Надо звонить. Уточнять, выискивать, размышлять, прикидывать, а потом бить, да так, чтоб искры из глаз и пар из провинившихся задниц. Чтобы другим неповадно было.

Интересно, кто же заказал похищение артефакта? Каталина? Мохнатый Тони? Бычара? Последний — известный мастер по вербовке двойных агентов, но Западная Лиса куда хитрей. Владыка Севера на роль предателя подходил меньше всех, но и его сбрасывать со счетов не стоило: времена меняются, а с ними и люди. Порой, чтобы остаться при своем, ты должен измениться. Что, если для Тони как раз настал такой момент?..

Алекс не стал переодеваться, хотя после ночи в каталажке от его выходного костюма за милю разило каталажкой. В те минуты собственный внешний вид волновал бандита меньше всего. Главное — скорейшим образом найти и вернуть похищенный груз. А вонь… Он, в конце концов, у себя дома. Как хочет, так и пахнет.

— Алло, — после недолгого ожидания бесстрастно спросила трубка прокуренным женским голосом.

— Порт Гултенбурга? — осведомился Пересмешник.

— Да, сэр, — отозвалась собеседница.

— Я заведую делами миссис Клейстон из Бокстона, — представился Алекс. — Прошлым вечером мы ожидали партию Гултенбургской поздней черешни, однако в трюме корабля «Маргарита», который встречали в порту, обнаружилась только рыба.

— В самом деле? Какая досада… Подождите-ка, я поищу в журнале… — пробормотала женщина на том конце провода и, судя по шороху, незамедлительно взялась за дело. Пересмешник терпеливо ждал, покусывая нижнюю губу и глядя на огромную люстру под потолком.

Прошло минуты две или три, прежде чем женщина снова поднесла трубку к уху и спросила:

— А как, говорите, назывался корабль, который вы ждали?

— «Маргарита».

— Ага.
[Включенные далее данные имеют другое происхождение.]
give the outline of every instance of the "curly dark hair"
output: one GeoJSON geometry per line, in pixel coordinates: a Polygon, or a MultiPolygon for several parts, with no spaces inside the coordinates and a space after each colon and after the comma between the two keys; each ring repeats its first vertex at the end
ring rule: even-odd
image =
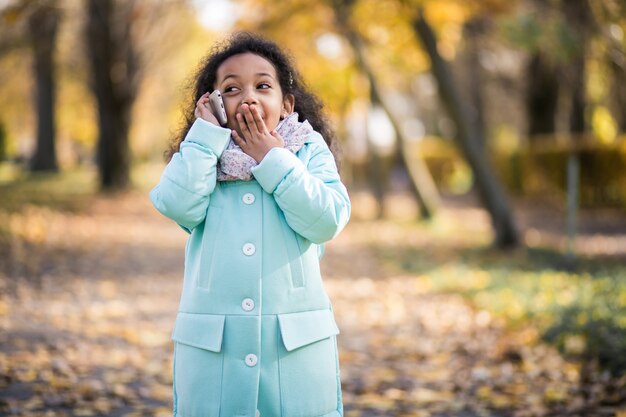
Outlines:
{"type": "Polygon", "coordinates": [[[217,44],[202,61],[195,77],[193,100],[190,100],[184,110],[184,126],[173,138],[171,147],[166,152],[167,159],[171,159],[172,155],[178,152],[180,143],[196,120],[194,116],[196,102],[205,92],[213,91],[219,66],[228,58],[247,52],[259,55],[274,65],[283,94],[293,94],[295,98],[294,111],[298,113],[298,120],[300,122],[308,120],[313,129],[322,135],[337,159],[335,132],[322,110],[322,102],[308,90],[289,55],[276,43],[250,32],[233,34],[223,43],[217,44]]]}

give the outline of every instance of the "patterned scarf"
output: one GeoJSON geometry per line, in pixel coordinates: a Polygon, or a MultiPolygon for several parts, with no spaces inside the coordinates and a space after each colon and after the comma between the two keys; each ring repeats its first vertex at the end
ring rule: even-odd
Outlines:
{"type": "MultiPolygon", "coordinates": [[[[294,154],[304,146],[304,141],[313,132],[313,127],[307,120],[300,123],[298,113],[291,113],[284,118],[276,127],[276,131],[285,141],[285,148],[294,154]]],[[[250,181],[252,179],[252,167],[257,162],[250,155],[244,153],[231,139],[222,152],[217,164],[218,181],[250,181]]]]}

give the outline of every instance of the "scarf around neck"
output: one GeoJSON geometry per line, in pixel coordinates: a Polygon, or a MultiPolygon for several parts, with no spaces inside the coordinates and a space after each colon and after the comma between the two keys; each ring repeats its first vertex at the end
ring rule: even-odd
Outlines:
{"type": "MultiPolygon", "coordinates": [[[[306,138],[313,132],[313,127],[307,120],[299,122],[298,113],[294,112],[278,124],[276,131],[285,141],[285,149],[295,154],[304,146],[306,138]]],[[[254,158],[244,153],[231,139],[217,163],[217,180],[250,181],[252,168],[256,165],[258,164],[254,158]]]]}

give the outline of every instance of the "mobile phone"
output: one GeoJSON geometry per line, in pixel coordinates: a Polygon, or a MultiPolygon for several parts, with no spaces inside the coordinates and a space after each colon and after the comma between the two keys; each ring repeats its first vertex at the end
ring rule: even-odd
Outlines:
{"type": "Polygon", "coordinates": [[[211,109],[213,114],[217,118],[220,125],[226,126],[226,109],[224,108],[224,102],[222,101],[222,93],[219,90],[213,91],[209,95],[209,103],[211,103],[211,109]]]}

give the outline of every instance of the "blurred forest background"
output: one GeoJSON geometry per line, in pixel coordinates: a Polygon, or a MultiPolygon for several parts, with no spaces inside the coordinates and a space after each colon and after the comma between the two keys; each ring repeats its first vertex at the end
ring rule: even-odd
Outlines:
{"type": "Polygon", "coordinates": [[[0,414],[168,415],[147,191],[236,30],[341,141],[347,416],[626,416],[623,0],[0,0],[0,414]]]}

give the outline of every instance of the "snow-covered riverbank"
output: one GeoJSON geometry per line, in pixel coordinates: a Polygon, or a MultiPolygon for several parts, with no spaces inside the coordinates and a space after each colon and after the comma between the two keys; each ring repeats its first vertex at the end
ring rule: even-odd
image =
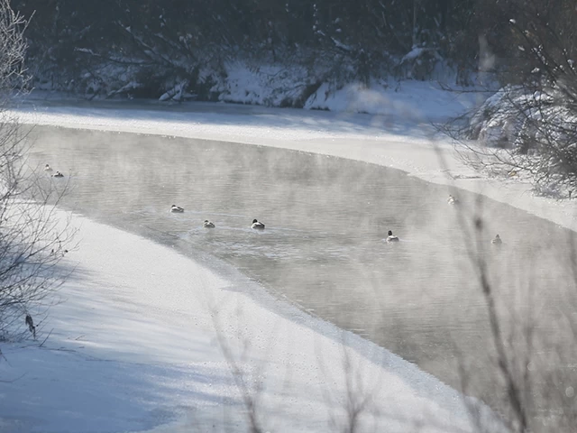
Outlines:
{"type": "MultiPolygon", "coordinates": [[[[478,179],[449,143],[434,144],[434,129],[416,118],[211,104],[173,111],[35,104],[18,114],[29,124],[224,140],[364,161],[481,191],[573,227],[572,203],[534,198],[524,193],[524,184],[478,179]]],[[[261,390],[258,421],[270,431],[334,430],[332,423],[340,426],[347,418],[348,393],[355,404],[366,404],[362,422],[376,423],[380,431],[423,424],[429,430],[419,431],[467,429],[470,419],[456,392],[386,350],[276,301],[246,281],[224,281],[169,248],[80,216],[73,221],[80,227],[79,248],[65,260],[77,271],[61,291],[66,302],[45,324],[46,332],[54,331],[42,348],[2,347],[10,363],[0,364],[4,380],[17,379],[4,384],[3,429],[244,429],[235,366],[245,373],[249,393],[261,390]]]]}

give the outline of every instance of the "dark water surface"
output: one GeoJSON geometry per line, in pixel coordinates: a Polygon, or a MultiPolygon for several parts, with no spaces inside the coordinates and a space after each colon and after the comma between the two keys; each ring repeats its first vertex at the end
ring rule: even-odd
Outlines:
{"type": "Polygon", "coordinates": [[[535,299],[541,318],[556,314],[572,283],[565,266],[571,232],[463,191],[461,205],[449,206],[447,187],[398,170],[131,134],[35,127],[28,140],[32,164],[50,163],[66,174],[62,182],[69,180],[64,207],[193,257],[224,261],[458,389],[456,366],[466,358],[481,372],[468,392],[493,406],[492,379],[483,377],[493,345],[468,251],[483,250],[510,328],[535,299]],[[170,214],[172,204],[185,213],[170,214]],[[479,244],[461,223],[471,227],[474,216],[483,218],[479,244]],[[266,224],[263,233],[250,228],[253,218],[266,224]],[[204,229],[205,219],[216,228],[204,229]],[[398,244],[383,241],[389,229],[398,244]],[[490,242],[497,233],[501,248],[490,242]]]}

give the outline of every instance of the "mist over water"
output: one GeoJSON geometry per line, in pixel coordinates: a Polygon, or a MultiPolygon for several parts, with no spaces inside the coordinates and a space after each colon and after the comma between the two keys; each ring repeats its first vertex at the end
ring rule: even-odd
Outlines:
{"type": "Polygon", "coordinates": [[[458,389],[456,365],[466,355],[481,377],[469,393],[490,402],[492,385],[482,369],[492,344],[468,256],[477,242],[468,232],[473,217],[482,217],[481,253],[511,328],[536,299],[542,326],[551,324],[572,287],[571,232],[470,193],[459,192],[460,206],[449,206],[447,187],[398,170],[131,134],[37,126],[27,140],[32,166],[50,163],[67,175],[64,181],[71,175],[63,207],[192,257],[208,254],[215,266],[224,262],[458,389]],[[170,214],[172,204],[185,212],[170,214]],[[264,232],[250,228],[253,218],[264,232]],[[203,228],[205,219],[216,228],[203,228]],[[388,230],[398,244],[384,242],[388,230]],[[490,244],[498,233],[500,248],[490,244]]]}

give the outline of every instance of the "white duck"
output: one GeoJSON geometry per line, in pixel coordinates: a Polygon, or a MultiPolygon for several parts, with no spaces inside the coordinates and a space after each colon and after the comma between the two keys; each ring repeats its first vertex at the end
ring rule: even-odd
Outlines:
{"type": "Polygon", "coordinates": [[[389,230],[389,236],[387,237],[387,242],[398,242],[398,237],[393,235],[393,232],[389,230]]]}
{"type": "Polygon", "coordinates": [[[257,219],[253,219],[251,228],[253,228],[254,230],[264,230],[264,224],[259,222],[257,219]]]}

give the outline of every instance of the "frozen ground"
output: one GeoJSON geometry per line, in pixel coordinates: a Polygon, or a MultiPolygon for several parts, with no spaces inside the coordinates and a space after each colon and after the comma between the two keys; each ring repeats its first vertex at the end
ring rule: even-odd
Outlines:
{"type": "MultiPolygon", "coordinates": [[[[433,104],[408,119],[211,104],[169,110],[32,102],[17,110],[30,124],[346,157],[481,191],[574,227],[572,203],[536,198],[520,183],[477,179],[449,143],[431,141],[427,115],[446,115],[433,104]]],[[[458,393],[386,350],[270,299],[240,276],[225,281],[169,248],[80,216],[73,224],[80,246],[66,262],[77,271],[61,291],[66,302],[44,324],[44,335],[53,329],[50,338],[41,348],[2,346],[3,431],[238,430],[247,423],[244,387],[251,395],[261,390],[257,422],[270,431],[334,431],[357,406],[364,413],[359,422],[376,431],[469,429],[458,393]]]]}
Ну, теперь понятно, почему вы не дождались своей черешни.

— И почему же?

— Потому что она уплыла на «Ландыше». Ваши накладные, судя по всему, каким-то образом перепутали, и в итоге «Ландыш» увез вашу черешню, а на «Маргариту» погрузили сельдь.

— И что же, господа, ожидавшие «Ландыш», не всполошились, когда вместо рыбы обнаружили в трюме черешню? — делано удивился Пересмешник.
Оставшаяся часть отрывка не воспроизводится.